For decades, we all went along with the accepted Webster’s definition of reporter. Mainly, one who reports. If we wanted to sprinkle in some details, we could add “for a newspaper or media outlet”. A news hunter and gatherer.

Such a simple and straightforward definition now appears to have gone the way of a seven-days-a-week print publication. The Nola Group advertised for reporters in June; the ad included a 15-point list of talents and characteristics that even Clark Kent would struggle to understand.

It begins: The Reporter (did the AP Stylebook approve this capitalization?) will report and produce news stories. Ok, so it’s more of a reporter-producer role. Much like a fire truck can be both a tanker and a pumper.

Ah, but the lead-in continues. ‘‘Report and produce for various platforms’’ – platforms, did this get mixed up with an ad for an architect? – and ‘‘act as a statewide expert and discussion leader on high-value topics, meeting audience demand for immediacy, depth and engagement.’’

Statewide expert? Discussion leader? Meeting audience demand? “Hi, I’m Oprah Winfrey and I’m here about the reporter ad.’’

Bullet point No. 1 asks that the reporter, excuse me, Reporter, “write journalistically sound news elements.” A reporter required to be a journalistically sound writer?

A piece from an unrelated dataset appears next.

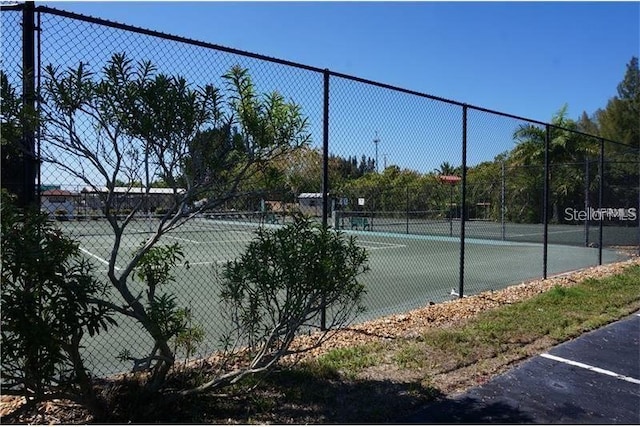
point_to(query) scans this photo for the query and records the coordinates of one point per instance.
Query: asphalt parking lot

Isn’t that redundantly obvious? And it goes on, stating “the information must be balanced and factual, timely and topical and well-sourced and contextually correct.’’

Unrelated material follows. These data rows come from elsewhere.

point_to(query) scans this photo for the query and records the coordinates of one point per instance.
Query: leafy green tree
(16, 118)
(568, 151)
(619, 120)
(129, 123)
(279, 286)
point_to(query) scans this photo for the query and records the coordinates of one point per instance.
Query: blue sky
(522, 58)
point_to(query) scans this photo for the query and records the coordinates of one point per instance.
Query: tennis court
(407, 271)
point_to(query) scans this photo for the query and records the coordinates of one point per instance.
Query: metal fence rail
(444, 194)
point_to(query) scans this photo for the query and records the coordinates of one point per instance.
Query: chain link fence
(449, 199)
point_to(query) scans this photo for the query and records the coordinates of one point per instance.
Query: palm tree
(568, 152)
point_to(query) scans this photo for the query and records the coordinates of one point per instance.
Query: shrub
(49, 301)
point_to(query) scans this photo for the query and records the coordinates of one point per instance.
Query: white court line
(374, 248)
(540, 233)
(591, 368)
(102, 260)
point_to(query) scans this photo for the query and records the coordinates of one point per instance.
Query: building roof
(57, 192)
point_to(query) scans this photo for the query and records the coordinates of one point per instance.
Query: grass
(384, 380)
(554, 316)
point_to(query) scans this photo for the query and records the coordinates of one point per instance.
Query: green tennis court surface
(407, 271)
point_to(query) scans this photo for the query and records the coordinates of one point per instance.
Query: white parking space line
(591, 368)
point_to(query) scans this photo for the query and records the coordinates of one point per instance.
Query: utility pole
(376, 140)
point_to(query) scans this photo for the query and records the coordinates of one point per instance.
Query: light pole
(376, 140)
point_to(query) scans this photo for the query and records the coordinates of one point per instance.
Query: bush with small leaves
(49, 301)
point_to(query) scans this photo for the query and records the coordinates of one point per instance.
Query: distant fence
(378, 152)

Oh, the Reporter is only required to be contextually correct, not factually accurate. If the mayor says that aliens took over the Superdome, no need to check that. Just be sure that you don’t say they are blue if he said they are purple.

Bullet point No. 2 says the Reporter “must learn and employ all techniques for effective digital beat blogging.’’ I’ll give it this: The ad puts “beat blogging” in quotes. And well it should be. But it would be more helpful to have been given hints about the parts of speech “beat” and “blogging” play in this ad. Is it beat blogging as in, “I’ll give you such a punch,” or Dick Clark giving it an 85 for a catchy melody?

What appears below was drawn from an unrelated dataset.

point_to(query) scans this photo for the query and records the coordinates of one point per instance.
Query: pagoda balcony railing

And let’s be adult and honest here for a moment. When Reporter comes home and the significant other asks, “How was your day, dear?” will Reporter really answer thus: “Pretty good. I spent a lot of it at my desk ‘beat blogging.’”

While we might have a vague idea “beat blogging” is something we won’t tell Grandma, Bullet No. 4 leaves no clue as to the actual activity. “Engage in story aggregation and topical link posting.”

I had to look up aggregation. It didn’t help. A group, body or mass composed of many distinct parts or individuals. Isn’t that what Jeffrey Dahmer had in his refrigerator?

Bullet No. 7: “Interact on social media platforms (just how big is this platform?) with story shares, objective commentary, promoting your topic and news organization’s content initiatives.’’ Story shares? I’ll trade you one New Orleans Saints bounty hunter story for two BP oil spill updates and a look back at Hurricane Katrina.

And yet, the Reporter is required to be both objective and shamelessly self- and company-promoting. No, really, I’m not just saying this because I wrote it, but you should go to our Web page and share my story with all your friends on Facebook. It would make my boss happy.

I could go on, but will wrap up with this gem. Bullet point No. 9. “Maintain operational communication with editor.” Operational communication? Couldn’t we just … talk? And since when did reporters and editors engage in anything that resembled communication? That’s just not natural.

None of this is natural, actually. It certainly does not seem as if the Pulitzer Prize winning New Orleans Times-Picayune, now to be known as Nola Media Group, is taking steps forward in the name of journalism. Then again, maybe it is. One giant step into nothing, right off that platform.

When Pat Louise started her first job as a reporter for the Corning (NY) Leader many years ago, her boss handed her a map of Steuben County and said, Go find news. She is distraught to realize she is no longer qualified to be a Reporter, even though she spent six years working at a Newhouse-owned newspaper.